Dr. Joanna Fair: UNM Medical Residents Can Practice Anywhere

How much experience does that "new" doctor providing your check-up really have? Most people don't realize it, but medical students are still looking at another three to eight years of training after they receive their medical degree. Then there is the "make or break" board certification testing at the end of training. It can sound daunting, but The University Of New Mexico School of Medicine (SOM) has a vast support system for learners across multiple disciplines - all with the goal of turning that resident into a practicing New Mexico physician.

"Board certified" is not just an icing on the cake title for them - all physicians graduating from a residency or fellowship program have to pass their "boards."

"University of New Mexico Hospital requires all practicing physicians be board certified," says Joanna Fair, MD, PhD. Fair has served since 2018 as associate dean of Graduate Medical Education at SOM.

Fair, who laughingly calls herself a 'UNM Lifer' joined UNM as a radiology diagnostic resident in 2003 and joined the faculty in 2009. She has held a number of educational roles within the medical school, is on a state-wide task force for residency development in rural and underserved areas and is currently chair of the American Board of Nuclear Medicine, the nation's primary certifying organization for nuclear medicine.

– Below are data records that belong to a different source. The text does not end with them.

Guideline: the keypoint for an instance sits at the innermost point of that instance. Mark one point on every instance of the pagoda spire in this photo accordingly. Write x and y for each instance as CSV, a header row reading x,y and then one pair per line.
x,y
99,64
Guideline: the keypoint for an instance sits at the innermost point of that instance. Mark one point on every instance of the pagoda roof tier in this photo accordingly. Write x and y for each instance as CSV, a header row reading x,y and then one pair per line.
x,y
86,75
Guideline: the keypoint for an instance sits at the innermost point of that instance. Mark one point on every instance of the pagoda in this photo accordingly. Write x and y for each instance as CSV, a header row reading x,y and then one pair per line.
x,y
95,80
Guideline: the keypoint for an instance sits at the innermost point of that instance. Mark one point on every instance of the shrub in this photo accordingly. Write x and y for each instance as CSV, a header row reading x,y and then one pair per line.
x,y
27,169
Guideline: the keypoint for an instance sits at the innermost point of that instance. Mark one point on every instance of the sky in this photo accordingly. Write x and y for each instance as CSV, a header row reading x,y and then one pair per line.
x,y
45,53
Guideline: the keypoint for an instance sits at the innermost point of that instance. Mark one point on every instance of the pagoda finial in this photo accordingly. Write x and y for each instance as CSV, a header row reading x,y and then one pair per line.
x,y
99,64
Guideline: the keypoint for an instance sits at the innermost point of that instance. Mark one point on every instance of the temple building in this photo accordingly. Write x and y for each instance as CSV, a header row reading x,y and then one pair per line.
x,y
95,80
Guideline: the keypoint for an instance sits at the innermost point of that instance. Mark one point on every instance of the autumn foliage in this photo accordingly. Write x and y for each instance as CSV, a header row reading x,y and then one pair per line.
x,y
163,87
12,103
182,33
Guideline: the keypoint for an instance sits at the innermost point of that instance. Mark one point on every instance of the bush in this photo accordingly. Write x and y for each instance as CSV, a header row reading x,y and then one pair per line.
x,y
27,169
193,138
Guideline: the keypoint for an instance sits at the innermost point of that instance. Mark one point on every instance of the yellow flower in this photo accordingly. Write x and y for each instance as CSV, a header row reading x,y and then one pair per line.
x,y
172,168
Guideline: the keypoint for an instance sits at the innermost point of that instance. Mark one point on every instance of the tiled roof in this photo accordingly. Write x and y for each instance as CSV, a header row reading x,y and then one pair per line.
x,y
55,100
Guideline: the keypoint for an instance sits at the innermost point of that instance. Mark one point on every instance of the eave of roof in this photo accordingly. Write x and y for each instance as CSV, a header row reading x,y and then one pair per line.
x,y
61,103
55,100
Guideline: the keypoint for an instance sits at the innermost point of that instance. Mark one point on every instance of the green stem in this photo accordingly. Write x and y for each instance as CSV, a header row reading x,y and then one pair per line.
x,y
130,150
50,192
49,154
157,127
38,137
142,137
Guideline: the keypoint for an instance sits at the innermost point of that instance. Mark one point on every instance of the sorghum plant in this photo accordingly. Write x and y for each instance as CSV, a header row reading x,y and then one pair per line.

From the local to national level, working to create training programs that are in-depth, relevant, and able to attract top-notch students is a complex endeavor, she adds.

Currently, there are 636 medical residents and fellows at UNM. These trainees serve as residents for between 3-7 years, with some of them adding an additional 1-3 year fellowship.

As chair of the American Board of Nuclear Medicine, Fair meets with others nationally to provide the framework for board certification for this specialty.

In her role as associate dean, her work is focused on residency and fellowship training for all medical graduates. Currently, there are 60 accredited medical residency and fellowship programs as well as one dental program and one medical physics program offered at UNM.

The American Council of Graduate Medical Education accredits each of the UNM medical residency and fellowship programs annually. In 2018-2019, UNM achieved new program accreditation from the ACGME in physical medicine and rehabilitation residency, addiction medicine, surgical oncology and vascular neurology (stroke) fellowships.

Those accreditations are crucial for the health of New Mexicans.

"It is well known that medical residents are much more likely to stay and practice where they trained," she says.

About a third of UNM residency and fellowship graduates remain to practice medicine in the state with 20 percent of those completing training at UNM stepping into academic jobs at the UNM Health Sciences campus or at the Veterans Administration Medical Center in Albuquerque.

"One of our missions is to provide excellent physicians for the State of New Mexico, and our residents and fellows can go anywhere," Fair says.

"As we continue to work with the state, we are hoping to expand resident training into communities across New Mexico so that we can support more physicians staying - and practicing - here."